Nationwide, the number of would-be tenants in contact with agents has surged by 27pc compared to the same month last year. Rents outside London have hit a new record of £972 per calendar month, an annual increase of 3.7pc. In fact, this is the first time since 2011 that rents have risen in the fourth quarter of a year.
By contrast, in London, the annual rate of increase began to fall in the third quarter of 2020 and has fallen further since, with rents now 6.4pc lower than a year previously. Essentially, the fall has resulted from the steep decline in inner London rents of 12.4pc, while those in outer London remain flat.
Broadly speaking though, rental demand in the capital in January is still 8pc higher than in the same period last year.
Opportunity for tenants
Tim Bannister, Director of Property Data at Rightmove, believes that the price premium many tenants have been willing to pay for the benefits of city living has been curtailed for the time being.
Although this poses a challenge for some landlords, it also presents an opportunity for tenants who are able to make a longer-term decision to move into the centre of a city, possibly on a two-year tenancy agreement, but at a more attractive rent than this time last year.
Mr Bannister has no doubt that higher rents will become the norm once life returns to some kind of normality, but it will be city centre properties with balconies and gardens that will be able to command the highest premiums. Beyond city centres though, it’s a very different scene, with agents reporting extremely busy markets coupled with rising rents.
Available stock, he says, is lower than the amount that would usually be seen at this time of year. Demand, too, is higher, which should lead to much better propects for those landlords in the suburbs and in smaller towns and villages.

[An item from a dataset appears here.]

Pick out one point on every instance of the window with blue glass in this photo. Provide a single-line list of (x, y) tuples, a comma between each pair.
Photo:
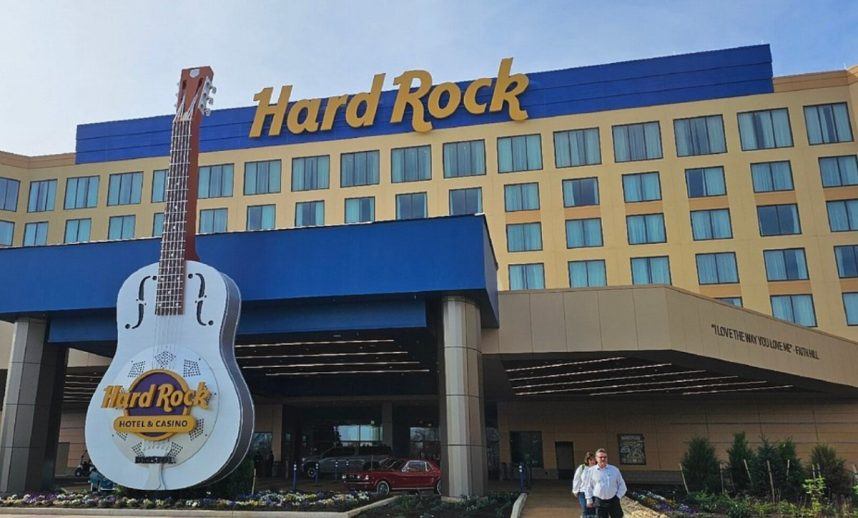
[(641, 187), (637, 142), (772, 176), (359, 168), (521, 196), (650, 270), (583, 233), (81, 192), (788, 264), (78, 230), (212, 221), (717, 268), (520, 153), (216, 181), (260, 217), (36, 234), (411, 164), (797, 309), (310, 173), (42, 196), (124, 188), (360, 210), (646, 228), (838, 171), (524, 237), (778, 220), (464, 158), (9, 194), (843, 215), (577, 147), (121, 227), (411, 206), (765, 129), (587, 274), (526, 276), (847, 261), (466, 201), (262, 177), (827, 123), (580, 192), (705, 181), (699, 135)]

Marc von Grundherr, Director of Benham and Reeves in London, has found as Covid continues to be a problem, many tenants are unwilling to commit to the high cost of renting in central London. This is partly because many are now working remotely from home, but also because the social scene has ground to a halt with the closure of so many businesses and facilities.
Consequently, demand has fallen off a cliff, causing rental stock to flood the market. The high level of excess stock means that landlords are having to accept much lower rents in order to avoid long void periods between tenancies.